System Objects¶
System objects are the catalog-level row sources that live inside the _system account: information_schema.*, pg_catalog.*, and any engine/plugin-provided tables or views. Unlike user tables, these objects are not backed by persisted blobs – they are synthesised from the builtin catalog metadata, cached graph snapshots, and bespoke scanners. The builtin catalog load/caching pipeline that feeds these snapshots is described in Builtin catalog architecture, and EngineSystemCatalogExtension is the single SPI that now ships both the builtin data and the corresponding system-object definitions.
Client contract for GetSystemObjects¶
GetSystemObjects never returns namespace/table/view metadata – it only streams the function/operator/type/cast/collation/aggregate definitions plus any registry hints.
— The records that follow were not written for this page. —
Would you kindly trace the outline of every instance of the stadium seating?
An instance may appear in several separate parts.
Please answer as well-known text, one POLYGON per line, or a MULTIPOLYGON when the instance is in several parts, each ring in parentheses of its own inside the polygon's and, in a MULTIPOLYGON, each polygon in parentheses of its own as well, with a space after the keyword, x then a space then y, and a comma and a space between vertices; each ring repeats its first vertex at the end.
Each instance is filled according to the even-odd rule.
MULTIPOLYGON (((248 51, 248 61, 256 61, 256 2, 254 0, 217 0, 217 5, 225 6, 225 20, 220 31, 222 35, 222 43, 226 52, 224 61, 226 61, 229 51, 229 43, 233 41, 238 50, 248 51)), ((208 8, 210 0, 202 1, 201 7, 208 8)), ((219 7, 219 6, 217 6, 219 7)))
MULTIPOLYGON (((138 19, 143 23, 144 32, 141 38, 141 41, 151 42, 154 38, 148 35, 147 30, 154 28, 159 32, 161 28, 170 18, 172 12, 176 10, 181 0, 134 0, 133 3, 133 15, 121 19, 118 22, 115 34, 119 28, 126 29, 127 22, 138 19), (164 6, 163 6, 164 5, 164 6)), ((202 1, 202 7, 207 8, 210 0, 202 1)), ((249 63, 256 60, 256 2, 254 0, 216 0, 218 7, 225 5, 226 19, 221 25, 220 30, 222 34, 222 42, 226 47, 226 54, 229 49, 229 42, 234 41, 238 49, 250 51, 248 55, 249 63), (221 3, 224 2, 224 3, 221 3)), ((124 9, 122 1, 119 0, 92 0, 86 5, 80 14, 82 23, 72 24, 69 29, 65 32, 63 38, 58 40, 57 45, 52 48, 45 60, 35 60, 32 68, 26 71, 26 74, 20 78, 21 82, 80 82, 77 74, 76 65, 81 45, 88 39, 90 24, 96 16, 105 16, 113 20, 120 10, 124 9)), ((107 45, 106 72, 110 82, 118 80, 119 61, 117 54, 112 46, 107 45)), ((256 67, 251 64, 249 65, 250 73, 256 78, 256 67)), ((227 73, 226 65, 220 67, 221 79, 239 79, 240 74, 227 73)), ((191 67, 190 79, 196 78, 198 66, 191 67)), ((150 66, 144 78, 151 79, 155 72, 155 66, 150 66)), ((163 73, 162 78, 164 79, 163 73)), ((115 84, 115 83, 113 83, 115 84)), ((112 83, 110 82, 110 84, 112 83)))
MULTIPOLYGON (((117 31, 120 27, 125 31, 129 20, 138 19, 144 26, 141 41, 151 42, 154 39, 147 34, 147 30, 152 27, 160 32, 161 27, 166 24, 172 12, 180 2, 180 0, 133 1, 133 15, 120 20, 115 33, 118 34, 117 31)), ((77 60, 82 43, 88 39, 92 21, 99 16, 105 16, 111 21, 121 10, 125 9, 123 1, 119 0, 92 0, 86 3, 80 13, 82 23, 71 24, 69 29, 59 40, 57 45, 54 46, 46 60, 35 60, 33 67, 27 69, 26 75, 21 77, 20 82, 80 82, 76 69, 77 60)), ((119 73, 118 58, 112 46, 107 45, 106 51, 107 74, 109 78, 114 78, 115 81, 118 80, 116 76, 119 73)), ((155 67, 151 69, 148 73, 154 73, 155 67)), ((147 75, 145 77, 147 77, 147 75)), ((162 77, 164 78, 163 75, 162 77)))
The _system overlay exposes the actual relations (namespaces, tables, views, SystemTableNodes, etc.) for scanning and planner resolution, so duplicate metadata would confuse downstream consumers and could expose synthetic tables twice. Use the _system overlay (SystemGraph/CatalogOverlay) whenever you need the actual relation graph; rely on GetSystemObjects solely for the recursive builtin registry data.
System resource identifiers¶
Every system node exposes a ResourceId whose id field looks like a UUID but is deterministically computed. The canonical identity string for the object (namespace-qualified name plus any versioned signatures) is hashed with SHA-256, truncated to 16 bytes, forced to carry the fixed two-byte marker 0xABCD, and then XORed with an engine-specific mask. The marker distinguishes system-generated IDs from arbitrary UUIDs, and swapping masks lets the resolver translate a per-engine ID back to the default floecat_internal catalog without any extra maps. Because the 0xABCD marker survives the XOR translation, the resolver only applies the fallback when it first sees a UUID stamped by this generator; random or user-generated UUIDs are left untouched. The generated bytes also obey the RFC-4122 variant 4 layout (version nibble 4, variant bits 10), so serializers and tooling can treat them like canonical UUIDs while the engine mask still exposes a deterministic default ID. Every engine contributes exactly one system catalog container (the catalog whose engineKind equals the engine name), so ResourceKind=RK_CATALOG always refers to the engine catalog container. Use SystemNodeRegistry.systemCatalogContainerId(engineKind) whenever you need that identifier during builtin graph construction or tests.
System catalog translation helpers¶
Metagraph and system-graph callers never rewrite _system IDs themselves. Instead we now have a dedicated SystemCatalogTranslator that knows how to:
* normalize any UUID carrying the system marker so its account_id is _system before the graph cache looks it up,
* map user-provided NameRefs into the current engine’s catalog context (rewriting the catalog to EngineContext.effectiveEngineKind() before a namespace or table lookup),
* alias the matched system name back to the user catalog so responses still show examples.information_schema.pg_class.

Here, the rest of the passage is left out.